AB 342 (Gipson): Colorectal Cancer Screening & Testing
This law works to reduce the incidence or colorectal cancer and mortality rates by increasing preventative screening. This law eliminates out-of-pocket cost-sharing for a follow-up colonoscopy after a positive stool test, which will eliminate a significant barrier to colorectal cancer screening.

AB 118 (Kamlager): CRISES Act
This law establishes the Community Response Initiative to Strengthen Emergency Systems (CRISIS) Act pilot program, which will fundamentally improve emergency responses for vulnerable populations in California, by strengthening, expanding, and promoting community-based responses to emergencies.

AB 1407 (Burke): Implicit Bias Education: Registered Nurses
This law works to reduce the prevalence of implicit bias in healthcare settings by requiring an approved school of nursing, or an approved nursing program to include in its curriculum implicit bias coursework.

AB 789 (Gipson/Low): Hep C & B Screening
This law works to close the disparities in diagnosis and treatment of hepatitis B and C by making California the first state in the country to require health facilities to offer voluntary hepatitis B and C testing.

AB 1344 (Arambula/Skinner) Syringe Exchange Programs
This law protects syringe services programs from misuse of the California Environmental Quality Act and ensures that these programs can continue to provide lifesaving services for people who use drugs.

SB 306 (Pan/Wiener): Sexually Transmitted Diseases: Testing
This law will strengthen California’s public health infrastructure and provide greater testing and treatment for sexually transmitted infections (STI). This law will expand access to STI testing remotely at home and in the community, increase access to STI treatment for patients and their partners, and update state law to boost congenital syphilis screening in the face of alarming increases in maternal-child transmission.

SB 395 (Caballero): Electronic Cigarette Tax: Health Careers Opportunity Grant Program
This law establishes a 12.5% excise tax on electronic cigarettes and uses a portion of the revenue to fund a State Health Career Opportunity Program that will support programs to increase the number of underrepresented minorities recruited, supported, and trained as needed health professionals.

AB 490 (Gipson/Bonta): Law enforcement: Positional Asphyxia
This law prohibits law enforcement from using techniques or transport methods that involve a substantial risk of positional asphyxia, which can occur when a person being restrained cannot get enough oxygen.
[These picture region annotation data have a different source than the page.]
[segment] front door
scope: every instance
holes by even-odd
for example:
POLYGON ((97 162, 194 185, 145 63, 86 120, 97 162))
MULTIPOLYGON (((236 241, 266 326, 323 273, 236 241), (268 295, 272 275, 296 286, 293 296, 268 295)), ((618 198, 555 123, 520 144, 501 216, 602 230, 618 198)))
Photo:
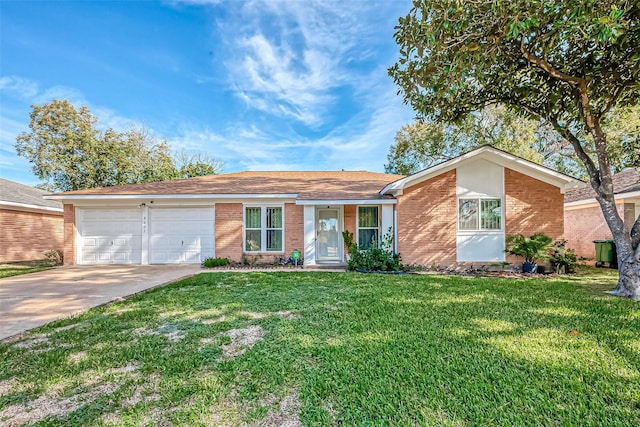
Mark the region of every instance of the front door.
POLYGON ((316 259, 318 261, 342 261, 340 238, 340 210, 318 209, 316 222, 316 259))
SB 2 (Bradford/Atkins): Peace Officers: De-certification
This law aims to increase accountability for law enforcement officers that commit serious misconduct and illegally violate a person’s civil rights. This law creates a statewide decertification process to revoke the certification of a peace officer following the conviction of serious crimes or termination from employment due to misconduct. Additionally, this law will strengthen the Tom Bane Civil Rights Act to prevent law enforcement abuses and other civil rights violations.